Les outils traditionnels de sauvegarde et de reprise après sinistre demeurent nécessaires, mais ne représentent qu'une partie de la solution. La véritable résilience va au-delà du simple temps de disponibilité ; il s'agit de préserver la confiance, la continuité et la stabilité systémique pendant les perturbations. Pour un hôpital, cela signifie maintenir l'accès aux dossiers des patients et aux systèmes de soins critiques pendant une attaque de rançongiciel. Pour une entreprise de logistique, il s'agit de maintenir la visibilité de la chaîne d'approvisionnement intacte lors d'une panne de réseau. Pour une entreprise de médias, il s'agit de maintenir les opérations de diffusion en direct face à une attaque de déni de service distribué (DDoS).
Je me suis récemment entretenu avec Jeff Gatz, le VP Alliances de Kyndryl, afin de discuter de la manière de réinventer la résilience. Nous avons évoqué certaines des principales menaces pour la sécurité et les difficultés en matière de résilience mises en évidence dans le rapport Cloudflare Signals 2025 : la résilience à grande échelle, et nous avons discuté des éléments essentiels à la construction d'une entreprise plus résiliente dans l'environnement complexe de la cybersécurité d'aujourd'hui.
Il a présenté le concept d'« entreprise minimale viable » que son équipe utilise pour aider les organisations à remanier leurs stratégies de résilience. « Si vous êtes confronté à un événement catastrophique, qu'il s'agisse d'une attaque de logiciel malveillant ou d'une perturbation causée par un État-nation, vous devez revenir rapidement à un ensemble minimum viable d'applications, de services, de fonctions et de données », a déclaré Jeff Gatz. « Ce sont les éléments absolument essentiels dont vous avez besoin pour rester opérationnels dans les heures qui suivent un incident. »
Pour moi, il s'agit du bon recentrage de la résilience. Les dirigeants doivent évoluer d'une redondance axée sur la technologie à une continuité axée sur les résultats, en veillant à ce que les services les plus essentiels restent opérationnels lorsque les enjeux sont les plus importants.
Comme l'a mentionné Jeff Gartz lors de notre discussion, les leaders de l'industrie voient souvent l'IA comme une épée à double tranchant. « [L'IA] devient à la fois l'arme et le système de défense contre ce qui se passe sur le terrain », précise-t-il.
L'essor de l'IA agentique montre comment l'IA est utilisée à la fois pour le bien et pour le mal. Par exemple, les entreprises sont désireuses de déployer des agents d'IA afin d'automatiser un large éventail de processus, et ainsi améliorer la rapidité et l'efficacité des flux de travail. Mais les cybercriminels s'attaquent aux modèles, aux données et aux outils tiers utilisés par les agents d'IA et les autres applications d'IA. Parallèlement, ces criminels utilisent de plus en plus d'outils d'IA pour accroître la portée et l'efficacité de leurs attaques.

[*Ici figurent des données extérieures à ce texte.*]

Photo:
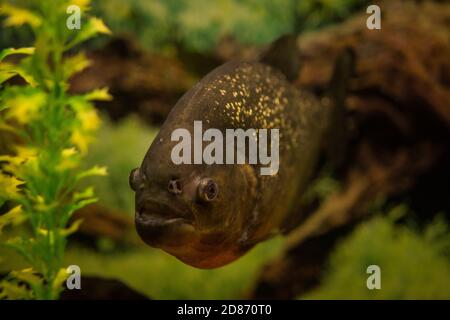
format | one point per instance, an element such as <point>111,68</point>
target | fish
<point>209,215</point>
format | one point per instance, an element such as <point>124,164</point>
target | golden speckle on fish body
<point>249,207</point>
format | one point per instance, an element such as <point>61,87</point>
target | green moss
<point>413,265</point>
<point>161,276</point>
<point>120,147</point>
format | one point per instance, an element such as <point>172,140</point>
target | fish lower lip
<point>158,221</point>
<point>159,232</point>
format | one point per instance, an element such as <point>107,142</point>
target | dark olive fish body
<point>210,215</point>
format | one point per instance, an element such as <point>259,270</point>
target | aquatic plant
<point>51,129</point>
<point>161,24</point>
<point>402,254</point>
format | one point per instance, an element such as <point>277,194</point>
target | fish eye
<point>175,186</point>
<point>132,178</point>
<point>208,190</point>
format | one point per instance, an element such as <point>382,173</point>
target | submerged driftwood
<point>399,107</point>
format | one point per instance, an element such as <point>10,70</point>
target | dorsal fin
<point>283,55</point>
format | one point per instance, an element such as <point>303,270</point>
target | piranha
<point>208,215</point>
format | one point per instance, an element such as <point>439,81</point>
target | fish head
<point>198,213</point>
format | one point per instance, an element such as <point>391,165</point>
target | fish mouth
<point>161,225</point>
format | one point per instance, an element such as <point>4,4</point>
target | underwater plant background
<point>61,128</point>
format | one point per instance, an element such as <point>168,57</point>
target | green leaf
<point>14,217</point>
<point>94,171</point>
<point>61,276</point>
<point>18,16</point>
<point>9,51</point>
<point>98,94</point>
<point>8,71</point>
<point>89,30</point>
<point>86,193</point>
<point>75,64</point>
<point>73,228</point>
<point>13,291</point>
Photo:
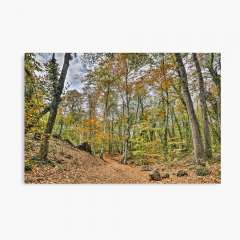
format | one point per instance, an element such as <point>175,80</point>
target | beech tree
<point>196,136</point>
<point>58,84</point>
<point>202,95</point>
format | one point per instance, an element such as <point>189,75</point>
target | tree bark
<point>54,107</point>
<point>202,94</point>
<point>196,137</point>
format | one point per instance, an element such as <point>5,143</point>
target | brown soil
<point>75,166</point>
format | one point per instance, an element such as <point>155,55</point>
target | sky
<point>77,69</point>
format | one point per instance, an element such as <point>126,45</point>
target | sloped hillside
<point>71,165</point>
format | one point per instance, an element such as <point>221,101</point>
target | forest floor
<point>74,166</point>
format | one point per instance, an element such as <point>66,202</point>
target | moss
<point>28,165</point>
<point>202,171</point>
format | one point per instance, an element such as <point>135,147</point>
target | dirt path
<point>75,166</point>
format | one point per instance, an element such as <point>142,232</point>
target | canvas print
<point>146,118</point>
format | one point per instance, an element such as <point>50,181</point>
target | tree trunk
<point>196,137</point>
<point>127,137</point>
<point>54,107</point>
<point>202,94</point>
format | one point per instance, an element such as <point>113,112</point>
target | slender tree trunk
<point>54,107</point>
<point>127,137</point>
<point>196,136</point>
<point>207,139</point>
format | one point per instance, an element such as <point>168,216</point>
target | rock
<point>69,142</point>
<point>37,136</point>
<point>202,171</point>
<point>182,173</point>
<point>68,156</point>
<point>155,175</point>
<point>165,175</point>
<point>146,168</point>
<point>85,147</point>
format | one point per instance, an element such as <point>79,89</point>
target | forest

Pour combattre ces menaces, les organisations utilisent également l'IA dans le cadre de leurs cyberdéfenses. En utilisant des modèles d'apprentissage automatique et en déployant des agents IA, ils améliorent la prise de décision, détectent les anomalies plus rapidement, prédisent les schémas d'attaque et automatisent les réponses à grande échelle. Cette évolution permet aux équipes de sécurité de passer d'une lutte réactive contre les incendies à une défense continue et adaptative. C'est là que nous observons les plus grandes améliorations en matière de cyber-résilience, non seulement en matière de prévention des violations, mais aussi en ce qui concerne la poursuite des opérations essentielles pendant un incident. Les systèmes basés sur l'IA contribuent à garantir la disponibilité des services essentiels, même en cas d'attaque, en priorisant dynamiquement les ressources, en isolant les menaces et en assurant la continuité lorsque les enjeux sont les plus importants.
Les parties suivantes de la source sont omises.